Touching on beans shortage, Mr Aidoo said illegal mining, climate change, disease and pest attacks, and cocoa smuggling had greatly contributed to the phenomenon, thereby affecting forecast and projections.
“While efforts are being made to reduce the threats of these factors, I wish to indicate that we have, over the past seven years achieved significant success in our productivity-driven and price guard initiatives,” he said.
He said the Board would next month hand over several rehabilitated farms across the cocoa regions to beneficiary farmers.

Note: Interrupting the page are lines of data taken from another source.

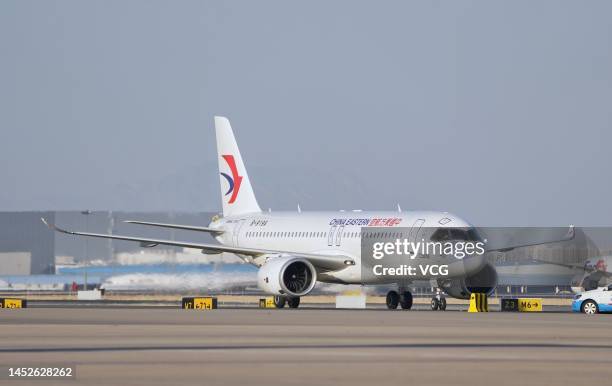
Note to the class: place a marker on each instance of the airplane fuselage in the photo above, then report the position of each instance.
(330, 233)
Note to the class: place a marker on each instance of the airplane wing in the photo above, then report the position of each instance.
(323, 262)
(178, 226)
(503, 240)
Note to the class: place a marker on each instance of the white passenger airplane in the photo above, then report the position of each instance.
(294, 250)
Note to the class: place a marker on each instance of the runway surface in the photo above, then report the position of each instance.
(158, 346)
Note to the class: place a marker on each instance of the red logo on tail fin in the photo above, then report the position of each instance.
(234, 181)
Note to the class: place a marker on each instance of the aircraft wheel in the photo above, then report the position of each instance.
(293, 302)
(405, 300)
(442, 305)
(279, 301)
(392, 300)
(435, 304)
(589, 307)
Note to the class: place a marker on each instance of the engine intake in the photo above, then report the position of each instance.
(290, 276)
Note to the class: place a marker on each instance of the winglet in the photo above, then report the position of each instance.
(571, 233)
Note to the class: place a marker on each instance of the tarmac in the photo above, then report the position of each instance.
(162, 346)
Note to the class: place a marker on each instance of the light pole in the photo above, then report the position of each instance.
(86, 213)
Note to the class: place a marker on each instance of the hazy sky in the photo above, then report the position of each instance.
(498, 111)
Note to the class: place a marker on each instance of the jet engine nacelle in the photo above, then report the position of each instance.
(483, 281)
(291, 276)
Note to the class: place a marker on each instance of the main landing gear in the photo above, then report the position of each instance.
(403, 299)
(438, 302)
(292, 302)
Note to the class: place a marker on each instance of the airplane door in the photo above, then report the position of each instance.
(339, 235)
(330, 236)
(236, 231)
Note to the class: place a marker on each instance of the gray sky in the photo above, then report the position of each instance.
(498, 111)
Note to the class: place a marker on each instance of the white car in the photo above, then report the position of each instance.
(594, 301)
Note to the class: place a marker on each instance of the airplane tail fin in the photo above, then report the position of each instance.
(236, 191)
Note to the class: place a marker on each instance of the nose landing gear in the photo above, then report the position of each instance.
(403, 299)
(438, 302)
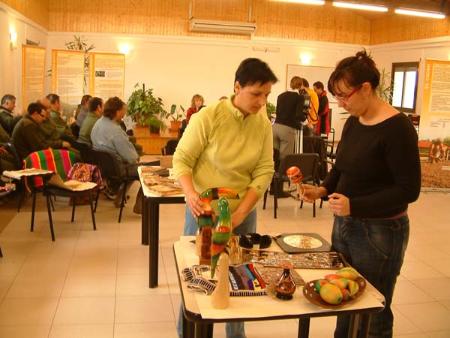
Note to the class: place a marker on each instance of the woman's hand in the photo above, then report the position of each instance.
(312, 192)
(339, 204)
(194, 203)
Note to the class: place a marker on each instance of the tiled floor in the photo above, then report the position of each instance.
(95, 284)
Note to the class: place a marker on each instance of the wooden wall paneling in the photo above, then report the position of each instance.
(36, 10)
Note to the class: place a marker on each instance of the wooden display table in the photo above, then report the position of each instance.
(152, 143)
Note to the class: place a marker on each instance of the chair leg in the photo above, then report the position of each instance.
(73, 210)
(50, 219)
(33, 208)
(91, 204)
(122, 201)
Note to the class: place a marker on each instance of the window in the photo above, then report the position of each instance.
(404, 89)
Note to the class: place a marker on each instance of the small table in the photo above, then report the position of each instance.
(262, 308)
(150, 225)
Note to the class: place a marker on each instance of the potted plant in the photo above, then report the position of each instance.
(175, 117)
(146, 109)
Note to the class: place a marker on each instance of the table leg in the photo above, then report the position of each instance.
(353, 326)
(365, 324)
(145, 221)
(204, 330)
(303, 327)
(153, 243)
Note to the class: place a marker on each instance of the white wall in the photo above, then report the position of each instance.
(11, 58)
(179, 67)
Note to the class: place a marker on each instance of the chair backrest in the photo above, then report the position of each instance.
(306, 162)
(109, 165)
(170, 147)
(59, 161)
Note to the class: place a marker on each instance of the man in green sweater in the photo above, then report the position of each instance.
(7, 118)
(95, 112)
(27, 137)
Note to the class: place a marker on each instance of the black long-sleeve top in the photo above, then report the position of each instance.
(377, 167)
(290, 109)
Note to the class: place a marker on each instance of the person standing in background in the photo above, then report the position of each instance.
(375, 176)
(289, 118)
(196, 104)
(323, 124)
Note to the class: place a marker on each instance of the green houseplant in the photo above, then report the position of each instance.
(146, 109)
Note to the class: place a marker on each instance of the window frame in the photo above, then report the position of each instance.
(404, 67)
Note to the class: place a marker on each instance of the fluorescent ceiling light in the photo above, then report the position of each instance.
(363, 7)
(304, 2)
(424, 14)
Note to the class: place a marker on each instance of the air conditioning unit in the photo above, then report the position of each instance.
(224, 27)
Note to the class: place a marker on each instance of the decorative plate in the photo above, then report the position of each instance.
(310, 294)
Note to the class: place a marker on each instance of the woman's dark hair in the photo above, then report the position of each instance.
(94, 103)
(34, 107)
(319, 85)
(252, 71)
(354, 71)
(112, 106)
(53, 98)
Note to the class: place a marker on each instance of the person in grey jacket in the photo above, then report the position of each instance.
(107, 135)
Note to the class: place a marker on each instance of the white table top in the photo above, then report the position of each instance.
(147, 192)
(263, 306)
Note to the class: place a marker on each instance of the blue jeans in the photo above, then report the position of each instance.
(374, 247)
(232, 329)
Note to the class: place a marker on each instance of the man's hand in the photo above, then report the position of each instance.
(339, 204)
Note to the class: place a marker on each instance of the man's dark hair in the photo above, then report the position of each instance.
(8, 97)
(35, 107)
(85, 99)
(112, 106)
(319, 85)
(305, 83)
(252, 71)
(53, 98)
(94, 103)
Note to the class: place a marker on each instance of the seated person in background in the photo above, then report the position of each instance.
(7, 118)
(95, 112)
(55, 116)
(80, 114)
(196, 104)
(27, 137)
(7, 160)
(107, 135)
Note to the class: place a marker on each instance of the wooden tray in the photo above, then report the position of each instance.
(310, 294)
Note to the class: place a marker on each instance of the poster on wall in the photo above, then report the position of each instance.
(434, 130)
(68, 75)
(33, 74)
(107, 75)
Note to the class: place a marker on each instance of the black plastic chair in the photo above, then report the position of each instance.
(308, 164)
(111, 169)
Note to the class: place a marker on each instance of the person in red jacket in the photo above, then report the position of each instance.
(196, 104)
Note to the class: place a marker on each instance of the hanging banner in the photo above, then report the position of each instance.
(33, 74)
(68, 75)
(434, 130)
(107, 75)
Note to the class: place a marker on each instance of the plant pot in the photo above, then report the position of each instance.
(175, 125)
(154, 129)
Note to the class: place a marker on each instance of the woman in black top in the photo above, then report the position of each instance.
(375, 176)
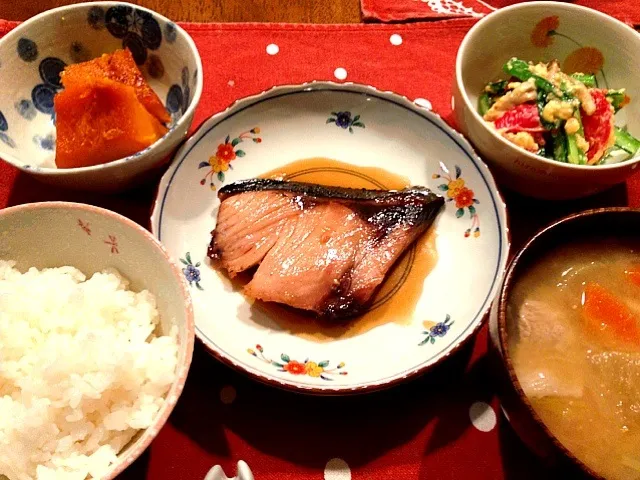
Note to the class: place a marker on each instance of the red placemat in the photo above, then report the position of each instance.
(422, 430)
(401, 10)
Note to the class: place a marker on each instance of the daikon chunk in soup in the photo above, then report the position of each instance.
(574, 339)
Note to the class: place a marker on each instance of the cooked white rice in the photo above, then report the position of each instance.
(81, 370)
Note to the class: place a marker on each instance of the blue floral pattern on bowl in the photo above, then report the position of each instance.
(43, 49)
(191, 272)
(42, 94)
(437, 330)
(4, 137)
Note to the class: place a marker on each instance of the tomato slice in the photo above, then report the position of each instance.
(598, 128)
(522, 118)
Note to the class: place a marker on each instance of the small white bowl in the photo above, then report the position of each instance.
(33, 55)
(507, 33)
(53, 234)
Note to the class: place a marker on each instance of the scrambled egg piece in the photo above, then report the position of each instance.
(523, 93)
(557, 109)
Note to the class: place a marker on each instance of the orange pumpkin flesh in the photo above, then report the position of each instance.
(100, 121)
(120, 67)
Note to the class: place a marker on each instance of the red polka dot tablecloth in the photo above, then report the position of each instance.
(402, 10)
(445, 425)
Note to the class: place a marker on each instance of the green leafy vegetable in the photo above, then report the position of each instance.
(520, 70)
(560, 146)
(588, 79)
(575, 155)
(626, 141)
(497, 88)
(484, 103)
(618, 98)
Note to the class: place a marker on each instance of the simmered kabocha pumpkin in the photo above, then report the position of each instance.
(106, 111)
(101, 121)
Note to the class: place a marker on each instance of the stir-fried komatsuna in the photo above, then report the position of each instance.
(564, 117)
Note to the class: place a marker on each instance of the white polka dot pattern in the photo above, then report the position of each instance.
(482, 416)
(337, 469)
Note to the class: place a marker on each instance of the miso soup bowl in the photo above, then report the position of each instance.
(35, 52)
(517, 407)
(543, 31)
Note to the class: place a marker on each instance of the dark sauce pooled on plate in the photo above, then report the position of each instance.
(398, 295)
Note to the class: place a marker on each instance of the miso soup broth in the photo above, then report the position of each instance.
(574, 339)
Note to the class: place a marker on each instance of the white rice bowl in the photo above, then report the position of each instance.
(81, 370)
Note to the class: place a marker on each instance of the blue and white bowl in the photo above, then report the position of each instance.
(33, 55)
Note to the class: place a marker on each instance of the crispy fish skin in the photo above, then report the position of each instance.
(317, 248)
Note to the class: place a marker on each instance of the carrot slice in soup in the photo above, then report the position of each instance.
(633, 274)
(120, 67)
(608, 317)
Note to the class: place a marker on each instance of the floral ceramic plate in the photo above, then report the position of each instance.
(374, 139)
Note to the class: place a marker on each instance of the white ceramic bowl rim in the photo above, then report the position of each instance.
(505, 12)
(116, 163)
(129, 455)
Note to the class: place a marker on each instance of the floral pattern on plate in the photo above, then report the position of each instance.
(293, 119)
(344, 120)
(191, 271)
(435, 330)
(462, 195)
(294, 367)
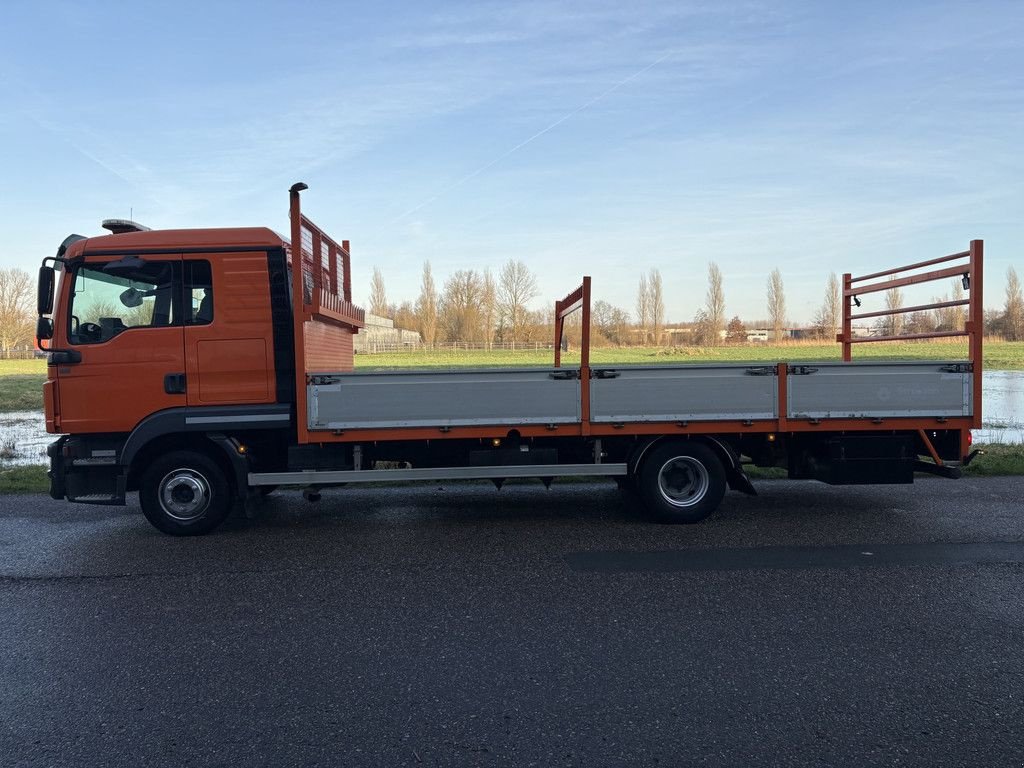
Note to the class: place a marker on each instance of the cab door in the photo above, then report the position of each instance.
(125, 339)
(228, 329)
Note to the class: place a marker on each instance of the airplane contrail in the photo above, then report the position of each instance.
(537, 135)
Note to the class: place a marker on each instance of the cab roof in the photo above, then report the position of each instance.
(243, 239)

These well-maintained farms have the potential of increasing our annual cocoa stocks significantly – and this means more money for our farmers and other actors.
The Productivity Enhancement Programmes such as pruning, mass spraying, and pollination, among others will ensure that the farms produce more cocoa, he added.
Mr Akwasi Agyemang, Chief Executive of Ghana Tourism Authority, praised the collaboration with COCOBOD in the past three years in the celebration of the chocolate week to enhance consumption.
The National Planning Committee for the Promotion of Cocoa Consumption in collaboration with GTA and other key stakeholders is focusing on the youth as a potential market for this year’s celebration through tailor-made activities at the Chocolate City.
Programmes lined up for the celebration include a health walk, family day out and variety show at the Chocolate City, time with school children, and a quiz competition, among others.